# No explanation needed



## Zapins (Jul 28, 2004)

Possibly one of the most bizarre things I have seen.

See for your self 

C:\Documents and Settings\Desktop\Michael\Batman ualuealuealeuale.htm


----------



## cwlodarczyk (Sep 18, 2005)

Fixed that for you:

http://ualuealuealeuale.ytmnd.com/

Oh, and I really would like an explanation.


----------



## Zapins (Jul 28, 2004)

>.< agh sorry about that haha, accidentally pasted the saved page link instead of the above one.

Really weird but perfectly made animation. 

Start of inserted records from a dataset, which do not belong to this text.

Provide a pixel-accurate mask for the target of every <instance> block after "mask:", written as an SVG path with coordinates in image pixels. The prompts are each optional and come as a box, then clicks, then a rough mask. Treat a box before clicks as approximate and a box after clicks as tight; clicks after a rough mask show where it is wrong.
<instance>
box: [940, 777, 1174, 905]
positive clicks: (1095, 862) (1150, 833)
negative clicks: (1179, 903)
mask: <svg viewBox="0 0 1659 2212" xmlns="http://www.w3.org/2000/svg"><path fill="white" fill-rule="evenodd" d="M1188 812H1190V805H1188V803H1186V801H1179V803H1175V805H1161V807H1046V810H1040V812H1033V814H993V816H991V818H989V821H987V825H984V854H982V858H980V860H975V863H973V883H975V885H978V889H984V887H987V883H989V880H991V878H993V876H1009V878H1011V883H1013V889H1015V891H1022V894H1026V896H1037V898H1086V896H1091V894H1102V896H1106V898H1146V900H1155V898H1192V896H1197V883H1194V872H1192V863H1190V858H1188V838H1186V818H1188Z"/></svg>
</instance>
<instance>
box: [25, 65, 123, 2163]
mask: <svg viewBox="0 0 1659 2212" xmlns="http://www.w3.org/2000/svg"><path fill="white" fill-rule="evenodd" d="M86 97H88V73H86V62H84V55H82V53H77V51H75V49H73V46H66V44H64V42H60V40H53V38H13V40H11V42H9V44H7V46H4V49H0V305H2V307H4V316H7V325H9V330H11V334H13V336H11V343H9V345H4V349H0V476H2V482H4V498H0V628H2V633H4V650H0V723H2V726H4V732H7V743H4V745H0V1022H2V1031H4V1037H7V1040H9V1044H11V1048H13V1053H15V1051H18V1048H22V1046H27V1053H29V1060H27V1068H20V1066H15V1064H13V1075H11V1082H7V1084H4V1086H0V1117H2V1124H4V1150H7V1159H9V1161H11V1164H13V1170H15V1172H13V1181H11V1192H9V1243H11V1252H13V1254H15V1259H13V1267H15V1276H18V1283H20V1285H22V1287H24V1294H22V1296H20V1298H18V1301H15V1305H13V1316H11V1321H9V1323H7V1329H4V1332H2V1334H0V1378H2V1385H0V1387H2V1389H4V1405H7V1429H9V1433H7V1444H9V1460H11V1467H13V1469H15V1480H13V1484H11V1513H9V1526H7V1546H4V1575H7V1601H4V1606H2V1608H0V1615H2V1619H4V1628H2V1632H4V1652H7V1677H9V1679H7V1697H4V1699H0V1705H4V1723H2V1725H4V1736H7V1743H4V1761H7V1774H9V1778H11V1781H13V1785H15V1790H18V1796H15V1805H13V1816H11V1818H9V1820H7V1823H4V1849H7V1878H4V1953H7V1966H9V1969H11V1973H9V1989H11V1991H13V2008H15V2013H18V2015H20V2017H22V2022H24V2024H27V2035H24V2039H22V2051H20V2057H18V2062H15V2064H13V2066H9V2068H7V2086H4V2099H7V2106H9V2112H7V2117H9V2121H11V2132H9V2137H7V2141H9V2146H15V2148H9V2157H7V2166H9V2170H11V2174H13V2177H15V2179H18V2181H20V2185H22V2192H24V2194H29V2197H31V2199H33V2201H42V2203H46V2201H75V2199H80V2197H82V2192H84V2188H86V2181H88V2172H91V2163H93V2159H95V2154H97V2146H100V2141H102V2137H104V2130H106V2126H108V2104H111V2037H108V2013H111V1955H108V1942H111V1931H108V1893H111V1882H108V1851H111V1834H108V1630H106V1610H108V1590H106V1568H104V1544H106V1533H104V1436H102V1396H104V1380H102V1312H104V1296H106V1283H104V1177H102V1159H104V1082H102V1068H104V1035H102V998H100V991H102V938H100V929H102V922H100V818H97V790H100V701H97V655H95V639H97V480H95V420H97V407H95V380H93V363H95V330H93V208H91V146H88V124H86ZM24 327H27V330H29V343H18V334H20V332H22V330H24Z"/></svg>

Oh I should probably have mentioned it only works in internet explorer (possibly netscape?). The sound won't work in mozilla


----------



## Dewmazz (Sep 6, 2005)

OMG I love ytmnd. I can spend HOURS just browsing through some of the most retarted, hilarious, sick, twisted, and impressive animations that collectively make that website awesome. I think that it is better when done to the matrix, as in this YTMND. I would strongly suggest browsing YTMND whenever you're bored or have nothing to do at home/work/school .

Other favorites:
I believe you have my stapler
Vader Coaster
Time Travellin' Ted!
Dre Cosby
Drastic System Failure Manuver
Indestructable Chunk

And for those of you still struggling to determine WTF YTMND is, check out Wikipedia


----------



## Zapins (Jul 28, 2004)

AHAHA!!!! http://chunkpicard.ytmnd.com/

BANG BANG!!!!!


----------



## Burks (May 25, 2006)

Grrr......won't let me hear anything on Firefox. Tried to install the Apple Quicktime plug-in but doesn't work.

The Batman one is funny. Heard it a few months back.


----------